Di sisi selatan Kampung Pacinan. Warga di kawasan ini merupakan etnik keturunan Tiongkok, terlihat dari arsitektur bangunan rumah dan banyak berdiri tempat peribadatan berupa kelenteng, seperti See Hoo Kiong, Tay Kak Sie, Ling Hok Bio.
Saat Ramadan seperti saat ini, umat muslim di sisi timur maupun barat Pasar Johar dan alun-alun seperti tahun sebelumnya tetap menjalankan ibadah puasa beserta kegiatan keagamaan, seperti tarawih dan berbuka bersama. Warga etnik lain yang tinggal di sisi selatan, meskipun beda agama terlihat ikut membagikan takjil berbuka secara cuma-cuma untuk yang sedang beribadah puasa. "Kita bersama warga keturunan Tiongkok ikut bagikan takjil gratis untuk warga yang berpuasa setiap Ramadan," ujar Melawati, 25, warga di Jalan Gang Pinggir, Kota Semarang.
Ketika perayaan Imlek dipusatkan di Kampung Pacinan, warga berbeda agama tidak pernah menjadikannya masalah. Berbagai seni budaya ditampilkan warga keturunan Tiongkok justru menjadi hiburan dan tontonan penduduk sekitar.

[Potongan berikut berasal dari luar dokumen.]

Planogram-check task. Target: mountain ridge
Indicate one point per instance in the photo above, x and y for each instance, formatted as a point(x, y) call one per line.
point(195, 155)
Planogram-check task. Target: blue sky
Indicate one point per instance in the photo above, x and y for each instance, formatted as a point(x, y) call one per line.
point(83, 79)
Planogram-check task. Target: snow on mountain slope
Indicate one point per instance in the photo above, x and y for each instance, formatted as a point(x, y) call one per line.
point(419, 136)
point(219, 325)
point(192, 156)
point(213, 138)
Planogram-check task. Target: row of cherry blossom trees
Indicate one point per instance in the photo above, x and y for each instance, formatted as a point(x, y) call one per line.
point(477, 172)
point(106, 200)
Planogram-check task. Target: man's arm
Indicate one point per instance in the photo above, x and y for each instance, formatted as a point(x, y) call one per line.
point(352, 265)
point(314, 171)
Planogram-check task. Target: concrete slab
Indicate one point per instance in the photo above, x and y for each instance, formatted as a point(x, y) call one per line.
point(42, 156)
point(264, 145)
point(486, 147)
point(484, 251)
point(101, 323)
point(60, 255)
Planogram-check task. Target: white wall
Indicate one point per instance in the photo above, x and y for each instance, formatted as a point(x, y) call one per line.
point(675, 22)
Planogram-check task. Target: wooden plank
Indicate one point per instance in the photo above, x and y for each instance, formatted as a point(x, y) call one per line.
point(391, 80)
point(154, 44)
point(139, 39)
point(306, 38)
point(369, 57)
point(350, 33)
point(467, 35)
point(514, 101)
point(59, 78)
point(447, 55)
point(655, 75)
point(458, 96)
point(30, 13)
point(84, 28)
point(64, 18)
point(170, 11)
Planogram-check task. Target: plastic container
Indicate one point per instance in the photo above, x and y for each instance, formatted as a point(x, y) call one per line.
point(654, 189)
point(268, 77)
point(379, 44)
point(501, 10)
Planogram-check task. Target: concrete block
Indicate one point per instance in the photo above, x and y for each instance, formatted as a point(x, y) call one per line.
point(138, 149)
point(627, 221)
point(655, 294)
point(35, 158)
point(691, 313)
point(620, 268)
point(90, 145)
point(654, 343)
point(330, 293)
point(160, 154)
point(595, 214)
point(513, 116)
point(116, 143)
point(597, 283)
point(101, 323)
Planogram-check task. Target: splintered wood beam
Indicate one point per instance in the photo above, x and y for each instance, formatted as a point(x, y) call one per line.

Pun ketika umat Nasrani merayakan hari besarnya, seperti Natal dan Paskah, Gereja Blenduk menjadi pusat peribadatan.
Wali Kota Semarang Hendrar Prihadi dalam beberapa kesempatan mengungkapkan bahwa di ibu kota Jawa Tengah ini tidak ada mayoritas ataupun minoritas karena warga yang tinggal di sini berasal dari berbagai etnik, agama, dan budaya. "Warga yang ada di Kota Semarang adalah satu keluarga yang saling membantu, saling menolong, dan saling menghormati untuk bersama membangun daerah," kata Hendrar.
Bertepatan bulan Ramadan ini, kata Hendrar, toleransi semakin terlihat dan diharapkan tidak ada sweeping karena semangat kerukunan dalam satu keluarga. "Saling menghormati dan menghargai akan menjadi kunci kebersamaan tersebut," imbuhnya.